We will soon learn that the Fed has learned its lesson when it comes to counterparty risk. Such risk will have to be managed much better by banking regulators around the globe. This will bring an end to the free-wheeling days of fixed income derivatives. The Prince predicts that most of these derivatives are pretty much over and will be the whipping objects of many analysts of what went wrong at the investment banks. More robust (regulated) settlement and clearing processes are coming and the Fed/Treasury will be driving these changes not the ISDA, the SEC, or the broker-dealers themselves. Fixed income derivatives are likely to go the way of other securities markets. This means they will be non-levered hedging and speculation tools. Leveraging through derivatives will probably end with an order from the regulators against such actions.
Second, the Fed has crossed the Rubicon in regards to the type of financing it is providing for the transaction. The financing of $29bn is almost equity-type financing. It is a $29bn non-recourse line to finance toxic parts of the balance sheet of Bear Stearns only protected by a $1bn cushion of first loss collateral from JPMorgan. What would happen if a broker-dealer is going down and there is no other broker-dealer to buy the company like JPM? This BSC deal better work, or we are may be seeing the Fed explicitly recapping financial institutions by directly injecting equity or taking over the institution.

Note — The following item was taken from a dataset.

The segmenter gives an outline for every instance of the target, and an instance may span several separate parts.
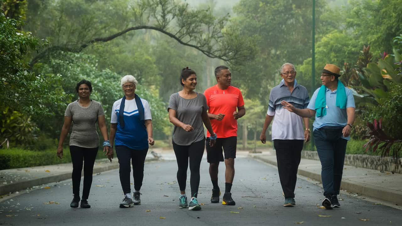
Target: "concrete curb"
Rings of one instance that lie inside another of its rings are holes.
[[[157,158],[152,158],[146,159],[145,162],[151,162],[156,161],[158,160]],[[118,163],[112,163],[107,166],[94,166],[93,173],[95,174],[117,168],[119,168]],[[83,172],[82,173],[83,174]],[[71,179],[71,172],[69,172],[68,173],[61,173],[57,175],[52,175],[39,178],[36,178],[29,181],[15,182],[12,184],[0,186],[0,195],[5,195],[10,192],[14,192],[18,191],[29,189],[35,186],[38,186],[53,182],[57,182]]]
[[[259,156],[251,156],[256,159],[277,166],[276,161],[266,159]],[[321,181],[320,174],[299,169],[297,174],[302,176]],[[402,205],[402,195],[395,191],[385,188],[378,187],[364,184],[357,181],[352,181],[343,179],[340,184],[340,189],[353,193],[357,193],[362,195],[381,199]]]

Third, the days are gone when an independent investment bank could have a large trading book. The Fed will ensure that if it is required to bail out such institutions, not having regulatory control of capital jurisdiction over such entities would be wholly unacceptable. The Prince also sees no real way for the investment banks to opt out of the protection that the Fed has now extended because any investment bank is subject to counterparty risk in the financial marketplace. Investment banks will turn into banks, through consolidation driven by non-stressed, distressed, or regulatory realities.
Under this new regulatory system Goldman Sachs (GS), with its large trading book, is no longer the model investment banker and JPMorgan now assumes that title. JPMorgan is the correct model to the Fed in an "everybody is too big to fail" regulatory regime. As a result of this new regulatory regime, a big round of consolidation among financial services is coming in the U.S. and probably globally.
To conclude this argument, The Prince must say that the credit risk of any modestly sized financial institution that is a player in the capital markets is a good buy now that we are living in an era free of moral hazard. If a company is big enough, there is no credit risk with the Fed waiting there with a bailout. So go forth and sell protection on LEH, GS, and MS CDS at these levels. Also go out and buy Agency credit risk. It may be some of the last good money to be made before the regulators begin to burn and pillage the investment banking community. If BSC is too big to fail and the Fed has to provide $30bn in effective equity in a bailout, then what large financial institution is a legitimate credit or a counterparty risk? That is all my loyal subjects.